Let the young rebuild Japan, says Yasuteru Yamada, but let the old clean up the most difficult mess leftover from March’s devastating earthquake and tsunamis. The 72-year-old former engineer is recruiting other retirees to replace the younger workers currently braving radiation exposure at Japan’s damaged Fukushima nuclear power complex. It’s not a question of bravery or experience, he says, but one of biological logic.
Yamada tells the BBC:
“I am 72 and on average I probably have 13 to 15 years left to live,” he says. “Even if I were exposed to radiation, cancer could take 20 or 30 years or longer to develop. Therefore us older ones have less chance of getting cancer.”

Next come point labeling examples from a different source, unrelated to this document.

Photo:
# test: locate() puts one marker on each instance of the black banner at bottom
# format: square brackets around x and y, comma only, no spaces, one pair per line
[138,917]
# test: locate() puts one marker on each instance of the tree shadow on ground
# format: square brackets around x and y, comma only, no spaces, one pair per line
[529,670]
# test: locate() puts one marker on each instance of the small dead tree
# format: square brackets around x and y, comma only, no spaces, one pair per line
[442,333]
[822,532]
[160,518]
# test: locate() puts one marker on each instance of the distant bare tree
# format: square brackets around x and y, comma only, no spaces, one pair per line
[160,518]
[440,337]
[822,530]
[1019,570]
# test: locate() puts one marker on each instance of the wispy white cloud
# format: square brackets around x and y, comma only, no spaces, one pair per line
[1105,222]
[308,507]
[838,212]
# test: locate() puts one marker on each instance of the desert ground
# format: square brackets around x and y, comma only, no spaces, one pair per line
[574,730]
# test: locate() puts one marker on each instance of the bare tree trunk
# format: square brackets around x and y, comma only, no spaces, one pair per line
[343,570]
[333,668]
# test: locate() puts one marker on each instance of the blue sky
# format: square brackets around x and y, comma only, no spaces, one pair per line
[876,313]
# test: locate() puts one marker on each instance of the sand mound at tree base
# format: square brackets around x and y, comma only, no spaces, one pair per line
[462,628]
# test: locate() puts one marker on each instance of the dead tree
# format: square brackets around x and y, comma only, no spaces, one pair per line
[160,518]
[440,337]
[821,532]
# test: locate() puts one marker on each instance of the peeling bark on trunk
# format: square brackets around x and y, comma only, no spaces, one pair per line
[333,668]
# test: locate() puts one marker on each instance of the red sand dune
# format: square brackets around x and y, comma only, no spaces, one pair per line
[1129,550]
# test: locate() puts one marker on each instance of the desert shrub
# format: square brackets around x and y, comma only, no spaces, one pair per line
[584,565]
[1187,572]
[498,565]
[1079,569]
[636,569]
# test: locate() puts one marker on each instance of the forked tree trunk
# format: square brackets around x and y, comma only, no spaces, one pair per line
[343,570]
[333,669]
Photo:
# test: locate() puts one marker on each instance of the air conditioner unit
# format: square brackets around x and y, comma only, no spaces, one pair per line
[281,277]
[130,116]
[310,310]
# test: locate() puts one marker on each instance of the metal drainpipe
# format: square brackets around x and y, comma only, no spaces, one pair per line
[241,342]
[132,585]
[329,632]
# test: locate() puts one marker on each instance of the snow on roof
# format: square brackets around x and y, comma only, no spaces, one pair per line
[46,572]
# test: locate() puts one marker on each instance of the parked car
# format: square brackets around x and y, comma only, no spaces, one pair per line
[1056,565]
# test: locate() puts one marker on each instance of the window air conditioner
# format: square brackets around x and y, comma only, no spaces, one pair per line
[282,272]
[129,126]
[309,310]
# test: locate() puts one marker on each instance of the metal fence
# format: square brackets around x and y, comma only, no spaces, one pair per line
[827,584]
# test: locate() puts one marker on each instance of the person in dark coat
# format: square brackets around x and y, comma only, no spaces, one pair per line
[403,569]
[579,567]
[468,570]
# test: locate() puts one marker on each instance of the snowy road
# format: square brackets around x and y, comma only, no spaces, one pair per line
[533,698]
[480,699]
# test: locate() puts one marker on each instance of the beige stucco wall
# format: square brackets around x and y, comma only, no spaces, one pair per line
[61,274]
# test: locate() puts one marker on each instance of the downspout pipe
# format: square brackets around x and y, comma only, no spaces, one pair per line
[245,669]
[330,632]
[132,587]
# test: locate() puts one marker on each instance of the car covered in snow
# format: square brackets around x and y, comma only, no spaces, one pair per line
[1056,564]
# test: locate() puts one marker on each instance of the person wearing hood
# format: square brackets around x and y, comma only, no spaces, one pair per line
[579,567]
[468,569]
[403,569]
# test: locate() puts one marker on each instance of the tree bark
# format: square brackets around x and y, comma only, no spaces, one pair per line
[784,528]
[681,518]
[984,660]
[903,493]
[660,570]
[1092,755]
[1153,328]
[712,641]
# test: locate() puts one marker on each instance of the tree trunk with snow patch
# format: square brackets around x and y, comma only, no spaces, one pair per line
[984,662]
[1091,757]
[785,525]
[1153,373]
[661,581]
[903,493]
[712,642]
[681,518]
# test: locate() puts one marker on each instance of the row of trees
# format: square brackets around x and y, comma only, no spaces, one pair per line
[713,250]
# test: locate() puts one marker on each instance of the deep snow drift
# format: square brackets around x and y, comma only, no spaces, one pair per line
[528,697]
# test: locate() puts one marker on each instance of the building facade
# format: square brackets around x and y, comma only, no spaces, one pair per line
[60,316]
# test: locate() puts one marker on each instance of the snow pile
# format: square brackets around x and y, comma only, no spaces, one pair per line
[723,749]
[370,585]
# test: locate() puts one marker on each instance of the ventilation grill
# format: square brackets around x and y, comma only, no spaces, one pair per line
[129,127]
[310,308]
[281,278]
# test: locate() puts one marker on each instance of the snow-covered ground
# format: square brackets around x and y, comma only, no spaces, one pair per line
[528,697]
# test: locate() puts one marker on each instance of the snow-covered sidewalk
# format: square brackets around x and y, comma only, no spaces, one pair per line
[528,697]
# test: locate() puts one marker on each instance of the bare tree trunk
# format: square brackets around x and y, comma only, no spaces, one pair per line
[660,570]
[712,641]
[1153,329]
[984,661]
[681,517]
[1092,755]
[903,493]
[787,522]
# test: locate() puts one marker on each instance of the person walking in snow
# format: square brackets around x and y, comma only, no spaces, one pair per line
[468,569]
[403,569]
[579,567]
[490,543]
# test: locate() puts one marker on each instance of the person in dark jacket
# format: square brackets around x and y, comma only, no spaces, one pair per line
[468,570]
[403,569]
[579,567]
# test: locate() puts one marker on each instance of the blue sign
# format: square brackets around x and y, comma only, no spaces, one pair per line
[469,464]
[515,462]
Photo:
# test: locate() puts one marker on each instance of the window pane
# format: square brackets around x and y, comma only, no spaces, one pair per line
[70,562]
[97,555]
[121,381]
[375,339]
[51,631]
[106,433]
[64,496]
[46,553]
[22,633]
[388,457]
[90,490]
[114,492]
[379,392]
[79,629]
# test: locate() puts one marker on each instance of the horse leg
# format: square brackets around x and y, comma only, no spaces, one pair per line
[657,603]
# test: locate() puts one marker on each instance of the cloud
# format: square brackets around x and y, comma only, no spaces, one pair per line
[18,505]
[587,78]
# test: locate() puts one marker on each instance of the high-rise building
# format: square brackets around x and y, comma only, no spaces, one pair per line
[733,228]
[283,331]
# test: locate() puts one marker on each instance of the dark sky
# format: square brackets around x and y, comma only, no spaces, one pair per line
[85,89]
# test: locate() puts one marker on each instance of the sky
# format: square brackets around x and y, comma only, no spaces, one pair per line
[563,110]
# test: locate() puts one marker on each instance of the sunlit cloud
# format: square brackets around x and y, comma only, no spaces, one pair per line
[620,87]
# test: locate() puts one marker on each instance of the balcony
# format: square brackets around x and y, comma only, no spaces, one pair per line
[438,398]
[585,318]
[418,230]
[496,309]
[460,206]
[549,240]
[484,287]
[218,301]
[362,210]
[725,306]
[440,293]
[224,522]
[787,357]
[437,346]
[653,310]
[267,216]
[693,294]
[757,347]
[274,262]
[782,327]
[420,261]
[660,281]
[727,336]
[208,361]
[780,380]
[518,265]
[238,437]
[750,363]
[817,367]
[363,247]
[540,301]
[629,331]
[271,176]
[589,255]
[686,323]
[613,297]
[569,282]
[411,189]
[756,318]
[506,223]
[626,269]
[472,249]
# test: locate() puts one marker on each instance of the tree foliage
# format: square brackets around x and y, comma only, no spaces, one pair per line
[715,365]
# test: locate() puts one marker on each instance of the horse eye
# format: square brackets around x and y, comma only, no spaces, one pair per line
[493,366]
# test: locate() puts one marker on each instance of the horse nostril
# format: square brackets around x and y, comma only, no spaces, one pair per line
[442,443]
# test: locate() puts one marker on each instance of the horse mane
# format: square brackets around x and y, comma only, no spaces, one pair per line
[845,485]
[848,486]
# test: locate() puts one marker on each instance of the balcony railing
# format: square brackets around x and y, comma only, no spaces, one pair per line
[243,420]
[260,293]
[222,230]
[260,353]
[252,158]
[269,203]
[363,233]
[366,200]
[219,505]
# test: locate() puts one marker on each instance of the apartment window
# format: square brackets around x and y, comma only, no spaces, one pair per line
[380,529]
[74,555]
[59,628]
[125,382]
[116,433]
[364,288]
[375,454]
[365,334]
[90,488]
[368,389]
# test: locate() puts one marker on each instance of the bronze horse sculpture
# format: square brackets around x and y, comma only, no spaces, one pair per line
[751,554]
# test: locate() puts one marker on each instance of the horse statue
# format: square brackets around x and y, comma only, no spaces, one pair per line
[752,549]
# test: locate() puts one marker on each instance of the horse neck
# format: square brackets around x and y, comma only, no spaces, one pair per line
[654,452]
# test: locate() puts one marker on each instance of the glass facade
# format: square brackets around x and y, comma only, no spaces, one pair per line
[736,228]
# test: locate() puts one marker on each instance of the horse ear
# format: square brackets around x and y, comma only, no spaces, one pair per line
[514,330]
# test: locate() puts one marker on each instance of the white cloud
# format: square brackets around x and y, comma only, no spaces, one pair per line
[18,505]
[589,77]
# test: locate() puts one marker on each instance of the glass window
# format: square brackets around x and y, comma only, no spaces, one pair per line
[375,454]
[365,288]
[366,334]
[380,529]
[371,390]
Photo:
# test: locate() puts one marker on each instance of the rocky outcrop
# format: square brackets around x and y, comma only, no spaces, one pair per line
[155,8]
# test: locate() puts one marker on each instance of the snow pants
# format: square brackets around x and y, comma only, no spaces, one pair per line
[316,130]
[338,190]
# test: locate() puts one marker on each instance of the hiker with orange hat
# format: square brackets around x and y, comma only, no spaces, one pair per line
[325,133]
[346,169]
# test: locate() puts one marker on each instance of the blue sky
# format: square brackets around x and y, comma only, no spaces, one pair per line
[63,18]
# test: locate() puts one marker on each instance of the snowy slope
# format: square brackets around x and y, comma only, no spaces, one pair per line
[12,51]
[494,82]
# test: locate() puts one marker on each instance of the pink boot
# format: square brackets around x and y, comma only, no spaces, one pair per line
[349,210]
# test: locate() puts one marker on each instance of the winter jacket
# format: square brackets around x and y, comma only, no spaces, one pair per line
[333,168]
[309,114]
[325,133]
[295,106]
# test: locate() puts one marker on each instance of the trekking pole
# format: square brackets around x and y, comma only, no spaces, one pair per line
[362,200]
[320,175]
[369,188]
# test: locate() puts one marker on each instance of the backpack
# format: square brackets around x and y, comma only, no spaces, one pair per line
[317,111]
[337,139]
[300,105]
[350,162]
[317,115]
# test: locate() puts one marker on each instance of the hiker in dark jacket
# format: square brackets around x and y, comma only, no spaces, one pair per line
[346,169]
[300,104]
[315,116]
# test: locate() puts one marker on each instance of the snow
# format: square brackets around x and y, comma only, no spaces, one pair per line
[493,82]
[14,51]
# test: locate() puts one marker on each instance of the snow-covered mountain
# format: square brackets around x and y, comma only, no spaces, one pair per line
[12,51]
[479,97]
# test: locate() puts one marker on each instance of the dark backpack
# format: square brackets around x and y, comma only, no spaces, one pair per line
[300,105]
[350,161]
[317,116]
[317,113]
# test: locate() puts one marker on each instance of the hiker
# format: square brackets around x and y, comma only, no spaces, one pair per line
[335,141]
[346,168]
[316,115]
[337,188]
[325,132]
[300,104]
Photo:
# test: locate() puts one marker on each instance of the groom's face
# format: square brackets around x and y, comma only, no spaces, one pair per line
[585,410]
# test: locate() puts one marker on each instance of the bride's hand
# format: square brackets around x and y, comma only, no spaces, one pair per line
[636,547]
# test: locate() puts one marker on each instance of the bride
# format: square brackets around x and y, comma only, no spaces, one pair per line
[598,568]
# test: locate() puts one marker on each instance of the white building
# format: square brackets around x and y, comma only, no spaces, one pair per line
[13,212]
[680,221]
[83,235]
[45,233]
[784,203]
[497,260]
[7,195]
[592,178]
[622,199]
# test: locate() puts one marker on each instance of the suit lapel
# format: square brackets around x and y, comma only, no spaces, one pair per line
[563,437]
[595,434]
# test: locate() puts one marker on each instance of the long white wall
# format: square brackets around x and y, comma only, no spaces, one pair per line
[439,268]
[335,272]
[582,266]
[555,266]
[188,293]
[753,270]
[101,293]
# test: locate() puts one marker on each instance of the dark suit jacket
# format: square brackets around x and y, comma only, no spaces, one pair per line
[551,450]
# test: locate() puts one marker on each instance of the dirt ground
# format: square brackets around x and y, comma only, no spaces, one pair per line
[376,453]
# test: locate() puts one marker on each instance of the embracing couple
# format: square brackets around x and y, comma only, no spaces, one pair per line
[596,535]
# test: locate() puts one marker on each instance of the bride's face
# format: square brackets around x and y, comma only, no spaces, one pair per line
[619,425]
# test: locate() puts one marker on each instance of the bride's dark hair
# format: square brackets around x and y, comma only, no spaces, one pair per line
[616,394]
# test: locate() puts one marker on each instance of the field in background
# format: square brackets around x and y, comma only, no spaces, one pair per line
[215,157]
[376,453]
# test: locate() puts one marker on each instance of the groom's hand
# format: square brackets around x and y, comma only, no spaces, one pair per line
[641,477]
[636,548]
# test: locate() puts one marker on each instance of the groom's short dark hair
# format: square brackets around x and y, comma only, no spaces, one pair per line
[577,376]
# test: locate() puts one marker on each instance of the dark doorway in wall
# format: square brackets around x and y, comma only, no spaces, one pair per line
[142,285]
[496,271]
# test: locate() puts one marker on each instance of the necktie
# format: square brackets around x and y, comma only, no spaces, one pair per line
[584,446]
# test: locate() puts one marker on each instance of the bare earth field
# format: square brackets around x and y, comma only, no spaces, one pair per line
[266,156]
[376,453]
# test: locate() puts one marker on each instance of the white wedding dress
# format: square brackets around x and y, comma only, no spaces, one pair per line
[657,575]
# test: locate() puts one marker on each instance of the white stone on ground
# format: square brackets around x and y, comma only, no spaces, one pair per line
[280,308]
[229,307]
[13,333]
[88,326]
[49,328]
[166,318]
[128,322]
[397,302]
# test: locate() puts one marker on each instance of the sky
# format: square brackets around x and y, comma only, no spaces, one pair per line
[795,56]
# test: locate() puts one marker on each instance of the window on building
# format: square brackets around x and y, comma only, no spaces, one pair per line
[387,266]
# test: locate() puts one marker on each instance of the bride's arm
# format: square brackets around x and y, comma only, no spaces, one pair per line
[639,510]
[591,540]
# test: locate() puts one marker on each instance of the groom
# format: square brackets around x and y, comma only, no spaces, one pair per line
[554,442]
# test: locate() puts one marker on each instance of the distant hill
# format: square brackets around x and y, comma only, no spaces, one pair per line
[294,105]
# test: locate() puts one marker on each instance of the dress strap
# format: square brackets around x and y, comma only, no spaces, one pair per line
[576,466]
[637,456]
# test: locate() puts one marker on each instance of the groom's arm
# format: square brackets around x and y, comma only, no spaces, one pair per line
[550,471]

Yamada isn’t alone in his desire to help clean up the mess in Fukushima prefecture. He’s enlisted 200 of his fellows–many of them engineers by trade, but also cooks, singers, school teachers, and even former power station workers–who have also expressed a willingness to trade in their retirements for the long road to stabilizing the power plant.
And that road is long. Currently the plant’s operator, TEPCO, believes that at least three of the reactors underwent meltdowns in the weeks following the ‘quakes. The official timetable now calls for bringing the plant to a cold shutdown by January, but some say that schedule is likely too aggressive. Already the allowable dose of radiation for each worker has been raised just so authorities can keep workers on the site.